Great fermentability (from 1.084 to 1.010!)

Homebrew Talk - Beer, Wine, Mead, & Cider Brewing Discussion Forum

Help Support Homebrew Talk - Beer, Wine, Mead, & Cider Brewing Discussion Forum:

This site may earn a commission from merchant affiliate links, including eBay, Amazon, and others.

Steve973

Well-Known Member
Joined
Aug 21, 2005
Messages
298
Reaction score
2
Location
Baltimore, MD
We just bottled our second belgian dark strong ale. We didn't get super great mash efficiency, and we hit 1.084 instead of the expected 1.092 or something like that, but we attenuated down to 1.010 at bottling time, which was much better than we expected. So, we hit our 10% abv goal anyway, and the mouthfeel certainly isn't bad as a result. We made our candi sugar by inverting some turbinado, and that worked out really well - definitely better than buying it from the store. you can definitely notice the flavor/color difference. Now, we used 6 ounces of leftover turbinado sugar to get some good volumes of CO2, and we corked and caged the champagne bottles on Sunday. There was one extra bottle that we'll use for a tester in 2 weeks, and if that went well, we'll start popping corks about a month from bottling time. All in all, the beer will be about five months old at that point since the secondary fermentation lasted about three freakin' months!
 
Amazing attenuation, I've never had a high gravity ale with such a low FG. How much candi did you use?
 
Yeah, that is great. What yeast did you use?

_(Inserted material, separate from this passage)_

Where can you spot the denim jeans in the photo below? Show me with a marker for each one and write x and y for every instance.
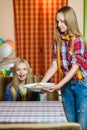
(74, 97)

I've used Turbinado before in beers with great results. I just dumped the granules straight in. How easy was it to convert it to homemade candi sugar and do you think it makes a difference vs. straight granules?
 
Rhoobarb said:
Yeah, that is great. What yeast did you use?

I've used Turbinado before in beers with great results. I just dumped the granules straight in. How easy was it to convert it to homemade candi sugar and do you think it makes a difference vs. straight granules?

I made sort-of dark candi sugar from turbinado for my dubbel. No worries--works exactly the same as with table sugar.
 
We used Wyeast 3787 (or was it 3878?)... and we dumped some White Labs High Gravity yeast into the secondary, and the fermentation was LOOOOONNNGGG! We used ~2lbs of homemade candi sugar. It was super easy to make it. Just boil it on the stove with a little water and citric acid powder, and did that long enough to get the desired color. I've never used straight granules, but you wouldn't get the same carmelization as you would if you boil it in a pot until you get the desired darkness. Other than that, I've never used the granules straight. And I don't know if it matters, but you might not get complete inversion if you dump it straight into the boil pot, either.
 
That's almost the exact attenuation of my belgian strong when I put it into the secondary a few weeks ago.

P.S. How did bottling go? Did you use the italian floor corker? Ease or difficulty? Are you aging them standing up or on their sides? Did you add any yeast prior to bottling? What volume of CO2 are you going for?
 
I'm going for a volume of about 3.0. We used plastic corks, so we just pushed them in and caged them. We added another vial of the White Labs High Gravity yeast for bottling. We're not fooling around - with a ten percent beer, we want to make sure that the yeast has no problems doing what it needs to do for carbonation. They will remain standing up, since the corks aren't prone to drying out :)
 
sweet. I'm starting to lean towards the plastic corks myself as the real kind is starting to look like it is going to be a real pain in the arse. I'm thinking of a volume of about 3.5 to 3.7, but I haven't completely decided yet.